Contact: Frank D. LoMonte, executive director
703.807.1904 / director@splc.org

In a brief filed Monday, the Student Press Law Center urges the U.S. Supreme Court to overturn a lower-court ruling that makes it almost impossible to challenge the constitutionality of a law restricting speech without first violating the law and suffering punishment.

The SPLC is asking the Court to overturn a May 2013 decision by the Nashville-based Sixth Circuit U.S. Court of Appeals, Susan B. Anthony Fund v. Dreihaus. In the Dreihaus case, a three-judge panel of the Sixth Circuit threw out a First Amendment challenge by an anti-abortion group questioning the constitutionality of an Ohio law regulating speech in political campaigns.

“Without the ability to bring pre-enforcement, facial challenges to [campus] speech restrictions, many students will simply forgo their First Amendment rights. No matter how strong their beliefs, few students will expose themselves to school discipline—tarnishing their school record and threatening their college and job prospects—in the hope that the legal system might later vindicate them,” the SPLC said in a friend-of-the-court brief supporting the Fund’s challenge. The brief was prepared by a team of volunteer counsel from Kilpatrick Townsend & Stockton LLP that included Adam H. Charnes, Richard A. Dietz, Thomas M. Clyde and Elizabeth L. Winters. Kilpatrick Townsend is part of the SPLC’s pro-bono Attorney Referral Network, through which more than 160 lawyers have volunteered to take on cases of importance to those working in student media nationwide.

“In the last few years, young people have been the target of a wave of state laws putting them at risk of discipline and, in some cases, even criminal prosecution just for speech on social media criticizing school officials. Many of these laws will not stand the test of constitutionality, but it would be tragic to make a young person endure jail or expulsion to prove that point,” said attorney Frank D. LoMonte, executive director of the Student Press Law Center.

The case raises the question of when a challenger has “legal standing” to ask a court to invalidate a statute as unconstitutional on its face. Because of the importance of protecting constitutional rights, courts traditionally will entertain First Amendment cases “pre-enforcement,” by a person who merely fears punishment but has not actually been punished.

Most of the nation’s 12 geographic federal circuits apply a standard more lenient than the one created by the Sixth Circuit in the Dreihaus case. In most circuits, a plaintiff may challenge the constitutionality of a statute by showing that he has a well-founded fear of future enforcement. But the Sixth Circuit reached a different result.

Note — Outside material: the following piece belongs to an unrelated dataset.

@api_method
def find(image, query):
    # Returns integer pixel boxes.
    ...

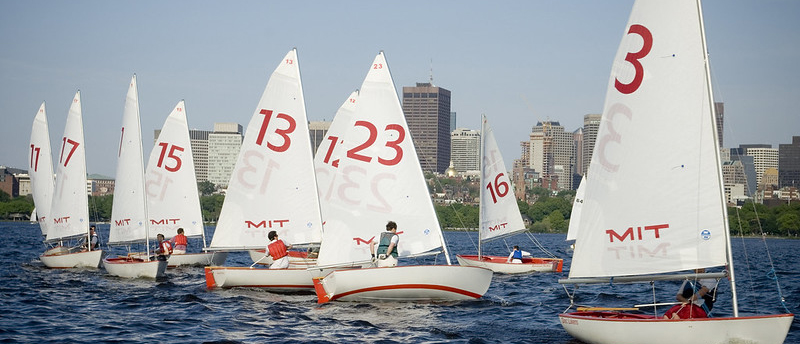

The Susan B. Anthony Fund asked the Sixth Circuit to invalidate an Ohio statute that imposes state financial penalties on factually false statements made in connection with campaigns, including speech by third parties such as the Fund. The court declined to hear the challenge, finding that the Fund did not have legal standing because – even though the organization was intimidated into canceling a billboard advertising campaign in a U.S. House race by the threat of state financial sanctions – the organization could not show to a near-certainty that it would be the target of state enforcement action in future campaigns.

“This case is about keeping the courts open for citizens fearful of government punishment for what they say,” LoMonte said.

An example, LoMonte noted that a 2012 North Carolina statute singles out only students for criminal prosecution if they post anything online that “torments” a school employee, a term that is legally meaningless. The law almost certainly violates the First Amendment, LoMonte said, but – if the Supreme Court refuses to reverse the Dreihaus ruling – a student might have to actually suffer arrest and prosecution to be in a position to challenge it.

“All citizens, but especially young people, deserve a meaningful opportunity to challenge unconstitutional statutes such North Carolina’s so-called ‘school safety’ law that chill them from speaking. Just having such vague and excessively broad laws on the books is enough to intimidate speakers who fear stepping over a subjective line that might lead to arrest,” he said.

Since 1974, the Student Press Law Center has been devoted to educating high school and college journalists about the rights and responsibilities embodied in the First Amendment, and supporting the student news media in covering important issues free from censorship. The Center provides free information and educational materials for student journalists and their teachers on a wide variety of legal topics on its website at www.splc.org.